Rich Coral vs Emotional
Where Rich Coral belongs to Benjamin Moore's range, Emotional is a Sherwin-Williams color. These are both pink-reds, so the question isn't which hue to choose — it's where within pink-red to land. Rich Coral (LRV 24) reflects noticeably more light than Emotional (LRV 21), a difference of 4 points that becomes especially apparent in rooms with limited natural light. Rich Coral runs red while Emotional is decidedly warm, which means they'll respond very differently to warm vs cool light sources. The ΔE 5.0 gap is real but not dramatic — close enough to use together, distinct enough to matter as a choice. Below you'll find 1 real-room photo comparison where both colors appear side by side, plus 5 simulated room previews.

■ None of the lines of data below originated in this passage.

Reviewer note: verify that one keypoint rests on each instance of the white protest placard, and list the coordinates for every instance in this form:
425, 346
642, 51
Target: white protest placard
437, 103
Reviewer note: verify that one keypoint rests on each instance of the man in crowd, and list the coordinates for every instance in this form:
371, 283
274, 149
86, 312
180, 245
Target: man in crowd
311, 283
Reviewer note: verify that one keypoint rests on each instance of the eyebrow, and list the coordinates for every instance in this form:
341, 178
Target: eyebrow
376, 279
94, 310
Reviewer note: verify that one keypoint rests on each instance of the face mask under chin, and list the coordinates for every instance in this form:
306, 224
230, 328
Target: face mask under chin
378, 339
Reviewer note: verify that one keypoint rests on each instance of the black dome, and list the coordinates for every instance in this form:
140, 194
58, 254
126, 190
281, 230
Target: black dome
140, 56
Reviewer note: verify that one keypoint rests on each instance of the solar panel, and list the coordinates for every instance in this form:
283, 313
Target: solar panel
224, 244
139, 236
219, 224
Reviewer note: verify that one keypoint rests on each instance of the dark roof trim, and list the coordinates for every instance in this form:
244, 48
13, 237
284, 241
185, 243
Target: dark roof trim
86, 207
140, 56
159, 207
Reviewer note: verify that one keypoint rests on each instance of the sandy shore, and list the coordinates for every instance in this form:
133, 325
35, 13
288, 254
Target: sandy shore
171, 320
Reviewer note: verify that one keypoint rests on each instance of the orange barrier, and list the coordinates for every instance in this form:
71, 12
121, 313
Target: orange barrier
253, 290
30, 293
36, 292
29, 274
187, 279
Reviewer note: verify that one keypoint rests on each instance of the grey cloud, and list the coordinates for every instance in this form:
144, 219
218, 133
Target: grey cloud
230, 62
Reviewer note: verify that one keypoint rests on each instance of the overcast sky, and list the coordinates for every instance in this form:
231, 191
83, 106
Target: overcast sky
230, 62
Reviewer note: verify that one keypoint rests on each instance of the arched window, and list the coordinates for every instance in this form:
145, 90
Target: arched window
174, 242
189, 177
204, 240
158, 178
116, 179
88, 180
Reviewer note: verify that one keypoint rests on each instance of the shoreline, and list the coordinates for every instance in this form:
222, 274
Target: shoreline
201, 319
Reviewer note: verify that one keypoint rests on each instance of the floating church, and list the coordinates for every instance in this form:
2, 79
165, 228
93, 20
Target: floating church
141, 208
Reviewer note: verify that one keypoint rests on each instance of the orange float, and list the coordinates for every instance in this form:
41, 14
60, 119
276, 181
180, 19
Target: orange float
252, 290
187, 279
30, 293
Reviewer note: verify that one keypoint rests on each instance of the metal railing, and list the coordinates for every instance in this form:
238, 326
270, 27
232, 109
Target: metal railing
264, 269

Rich Coral vs Emotional in Real Spaces
1 real room side by side. Rich Coral and Emotional are close enough that the difference can be hard to judge from a chip alone — these photos show how each reads at scale, across different spaces and lighting conditions.
Front Door
A front door is a focal point — small color differences read clearly at this concentrated scale. The brightness difference is modest but present — Rich Coral gives the walls a little more lift.
Color Details
Rich Coral vs Emotional Simulated Comparison
5 simulated room previews — drag the slider on each to see Rich Coral on one side and Emotional on the other.
Digital color is approximate. These simulations are generated from the manufacturer's hex values and overlaid on grayscale room photos — your screen's calibration, brightness, and viewing angle all affect how they render. Before committing to either color, test physical samples in your own space under the light you actually live with.
More Rich Coral comparisons
See how Rich Coral stacks up against other well-photographed colors across different brands and tones.